You'll need to think about any plumbing , heating , etc , pipes that need to run in that wall as well IF you go the DBL joist way.

 If you maintain the space  of 14" to the brick you'll be find laying the brick right on the dry wall, IMO.      
When in doubt , build it stout with something you know about .

ScottA

Thanks Peg I think thats what I'll do. I had planned on blocking between the joists over the beams already. Thanks for all the input.

Scott


MountainDon

#14
Scott, that sounds perfect. You are a smarter guy than one of my neighbors!!  ;D He did a stone faced wall in a small cabin right over the wood and plunked down an old un-rated stove a foot away.

If your stove manufacturer says 14" and you maintain that you're fine.

I'd like to see the finished work.  :)
Just because something has been done and has not failed, doesn't mean it is good design.

jb52761

PEG PEG PEG.......easy there killer.....I meant that the forum over there is as efficient, or almost as efficient, as our beloved Countryplans.com.......jb

glenn kangiser

...but we really are a great bunch  :)
"Always work from the general to the specific." J. Raabe

Glenn's Underground Cabin  http://countryplans.com/smf/index.php?topic=151.0

Please put your area in your sig line so we can assist with location specific answers.

MountainDon

... some of us may be a little off plumb, but we make up for that in other endearing ways.   ;D
Just because something has been done and has not failed, doesn't mean it is good design.

ScottA

I go out to work on the house and come back to find you guys talking about how great this forum is and NOT how to build houses. Hummm....

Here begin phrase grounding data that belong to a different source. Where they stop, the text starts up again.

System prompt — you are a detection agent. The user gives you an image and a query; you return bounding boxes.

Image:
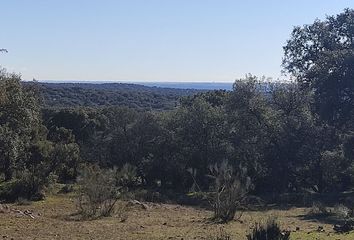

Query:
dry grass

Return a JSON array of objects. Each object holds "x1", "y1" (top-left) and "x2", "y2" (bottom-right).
[{"x1": 0, "y1": 195, "x2": 354, "y2": 240}]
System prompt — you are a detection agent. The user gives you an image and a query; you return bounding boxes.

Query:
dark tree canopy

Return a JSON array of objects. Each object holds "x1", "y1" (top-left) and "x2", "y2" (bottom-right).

By the way I hate digging pier holes. Called the power company today...they said I can have power when the foundation is done....dig...dig...dig...

Scott

MountainDon

I hate digging holes most of the time too.  :'(

How many holes? How big? (curious)
Just because something has been done and has not failed, doesn't mean it is good design.


ScottA

15 holes 16x16x18"deep but so far they've ended up really being about 20x20x18"  by the time I get enough room for the blocks. Pouring 4 bags of concrete in each hole with rebar it's more work than it looks for one guy. One thing about digging holes in the woods is lots of roots. I love it!

Scott

MountainDon

#21
Scott, that's about as much dirt as I'll have to dig come spring.  8 holes but twice as deep,   :'(  even more difficult with a standard man powered shovel. Roots are not as much of a bummer as large rocks are though, IMO.

I plan on having my neighbor with his small bucket back hoe attachment on his skid steer do the grunt work. I know there will be lots of roots as there are trees all over, some of which we he will first have to push over.
Just because something has been done and has not failed, doesn't mean it is good design.